A slow smirk curved his mouth before he could stop it. He leaned closer and brushed his teeth lightly against her earlobe.
“Liar,” he murmured.
Her reaction was immediate.
She lunged forward and bit him at the neck.
Not gentle. Not playful. A sharp, startled claim that made him jerk back with a quiet hiss.
For a heartbeat he simply stared at her.
Then he laughed under his breath, surprised despite himself. “Still feisty,” he said.
Her chest rose and fell quickly. Defiance burned bright in her eyes.
He leaned closer again, their breaths mingling. “I am nae leaving this village without ye,” he told her quietly. “Without both of ye.”
“We daenae need saving,” she whispered.
“This isnae about saving,” he replied. “It is about safety.”
He held her gaze, letting her see the unyielding resolve there. Laird McIntosh, the man, would not be known to make idle promises. Not anymore.
“There are strangers asking questions,” he continued. “A lass has vanished. I willnae gamble with the lives of those under me protection.”
“I am nae under yer protection,” she argued.
He let that pass.
“I will be staying at the village’s inn tonight,” he said instead. “Tomorrow morning I will return to McIntosh Castle. Ye and Jamie will come to the castle with me.”
She hesitated, her eyes shifting wildly from side to side as if her brain was catching up with a new piece of information. He saw it in her features trying to mask a battle raging just below the surface. Pride against fear. Independence against the instinct to shield the child at any cost.

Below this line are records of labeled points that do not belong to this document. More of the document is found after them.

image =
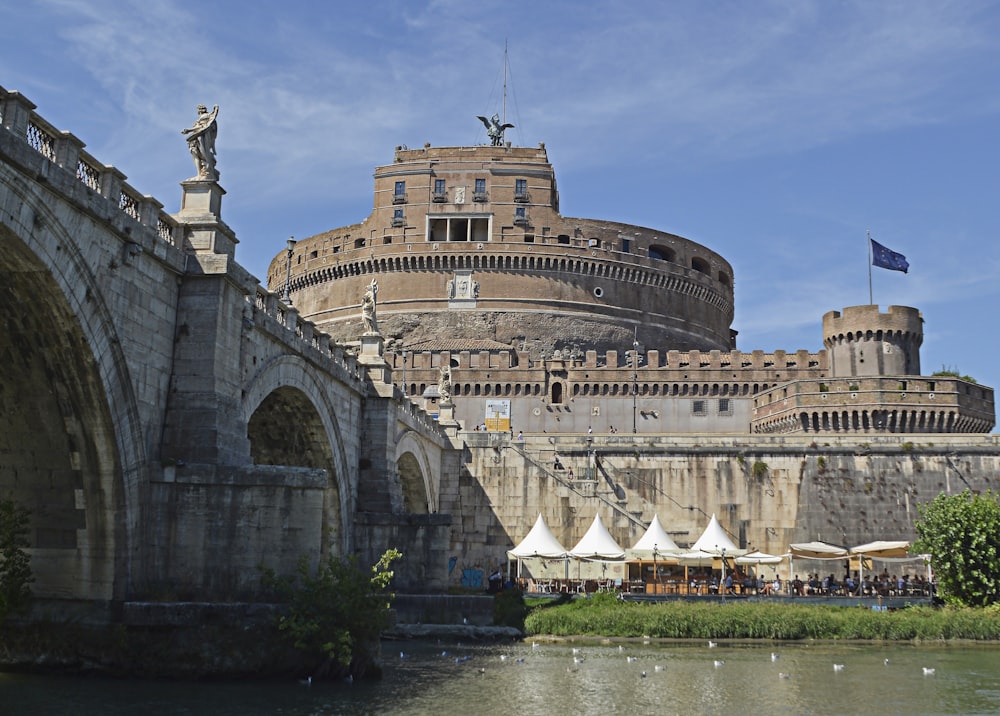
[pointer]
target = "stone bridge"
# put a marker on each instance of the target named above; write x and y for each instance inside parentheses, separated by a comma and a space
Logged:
(170, 423)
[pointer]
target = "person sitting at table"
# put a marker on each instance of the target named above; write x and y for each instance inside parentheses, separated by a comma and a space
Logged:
(813, 584)
(797, 587)
(849, 585)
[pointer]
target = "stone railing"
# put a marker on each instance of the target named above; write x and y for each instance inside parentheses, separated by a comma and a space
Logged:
(269, 304)
(17, 115)
(421, 418)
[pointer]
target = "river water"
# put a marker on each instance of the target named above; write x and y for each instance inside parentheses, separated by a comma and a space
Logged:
(614, 677)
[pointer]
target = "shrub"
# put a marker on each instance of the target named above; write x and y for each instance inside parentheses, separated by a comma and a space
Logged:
(335, 616)
(962, 534)
(15, 564)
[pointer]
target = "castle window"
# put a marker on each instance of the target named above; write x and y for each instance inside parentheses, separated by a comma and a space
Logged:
(480, 192)
(520, 190)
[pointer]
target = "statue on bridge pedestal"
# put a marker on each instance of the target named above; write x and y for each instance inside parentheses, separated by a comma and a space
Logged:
(444, 384)
(368, 308)
(201, 142)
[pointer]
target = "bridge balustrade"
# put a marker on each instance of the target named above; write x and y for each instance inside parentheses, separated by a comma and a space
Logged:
(66, 151)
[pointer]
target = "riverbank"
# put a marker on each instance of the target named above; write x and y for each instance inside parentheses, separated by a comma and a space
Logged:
(609, 617)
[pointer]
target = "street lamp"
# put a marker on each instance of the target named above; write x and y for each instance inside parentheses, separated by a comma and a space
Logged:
(404, 372)
(635, 374)
(288, 271)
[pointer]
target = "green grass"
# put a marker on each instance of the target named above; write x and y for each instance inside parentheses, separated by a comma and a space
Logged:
(686, 620)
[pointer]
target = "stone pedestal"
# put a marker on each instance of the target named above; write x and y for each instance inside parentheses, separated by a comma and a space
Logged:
(371, 345)
(446, 417)
(201, 211)
(370, 359)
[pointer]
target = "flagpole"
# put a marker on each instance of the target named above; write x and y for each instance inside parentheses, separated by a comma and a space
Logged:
(869, 242)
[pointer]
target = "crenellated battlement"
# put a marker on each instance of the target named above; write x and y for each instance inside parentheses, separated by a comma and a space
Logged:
(864, 342)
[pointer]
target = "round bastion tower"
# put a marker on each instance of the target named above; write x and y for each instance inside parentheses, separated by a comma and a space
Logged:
(467, 244)
(863, 342)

“And if I refuse?” she asked quietly.
His expression hardened, though he kept his voice calm. “I would rather ye came willingly.”
A long silence followed.
Finally, she exhaled slowly. “As yer prisoner?” she asked defiantly, and he almost enjoyed the sound of that more than when she lied.

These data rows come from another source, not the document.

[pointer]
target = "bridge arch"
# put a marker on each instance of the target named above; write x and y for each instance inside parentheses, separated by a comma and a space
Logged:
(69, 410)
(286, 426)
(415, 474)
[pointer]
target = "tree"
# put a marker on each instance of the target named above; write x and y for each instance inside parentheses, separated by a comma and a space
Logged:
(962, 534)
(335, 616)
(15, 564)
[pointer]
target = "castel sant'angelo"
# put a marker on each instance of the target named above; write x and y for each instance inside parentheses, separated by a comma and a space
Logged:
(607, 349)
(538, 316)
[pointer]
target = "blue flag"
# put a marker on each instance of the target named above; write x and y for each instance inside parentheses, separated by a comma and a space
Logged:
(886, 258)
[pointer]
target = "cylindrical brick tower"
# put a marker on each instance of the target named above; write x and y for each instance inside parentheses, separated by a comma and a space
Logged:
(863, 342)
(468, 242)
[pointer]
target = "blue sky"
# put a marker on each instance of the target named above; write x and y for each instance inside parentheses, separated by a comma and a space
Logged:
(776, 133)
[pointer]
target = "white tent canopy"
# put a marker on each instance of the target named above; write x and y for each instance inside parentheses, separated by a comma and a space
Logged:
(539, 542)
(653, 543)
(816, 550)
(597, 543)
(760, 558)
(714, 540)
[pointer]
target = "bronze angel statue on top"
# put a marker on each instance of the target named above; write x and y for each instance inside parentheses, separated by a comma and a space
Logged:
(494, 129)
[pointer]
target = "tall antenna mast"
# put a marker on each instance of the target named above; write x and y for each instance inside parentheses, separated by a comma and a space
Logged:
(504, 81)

“Nay, nae as me prisoner, lass.”
“Tell me that me mind isnae playing tricks on me in this moment. Tell me this is real. Tell me who ye are… truly.” Her words were clipped, and he knew that his answer should be one that resolved all of her questions at once.
“I am Frederick Milligan. Laird of McIntosh. Ye and yer child will be safe with me. I give ye me word, Iona Pearson.”
Her features paled and then blushed. Relief flickered through her, brief and unwelcome. And she tried and failed to force it down.
“Very well. We will go with ye tomorrow.”
He grinned and angled his head slightly in acceptance. “Very good,” he said simply.
He stepped back then, giving her space at last. The distance felt strange after the charged closeness. He straightened his cloak, settling once more into the role he knew best.
Yet as he turned toward the door, those green eyes lingered in his thoughts, sharper than any memory he had tried to bury.
Outside, Lennox’s laughter drifted faintly through the open window, mingled with the rustle of herbs and the child’s stubborn voice arguing about trivial matters.
Frederick paused at the threshold and glanced back once.
Iona stood where he had left her, shoulders tense, gaze guarded. And whatever secrets she carried, whatever fear haunted her steps, he would uncover it. Not for curiosity. Not for desire.
For protection. Her protection.
And this time, he would not lose sight of her again.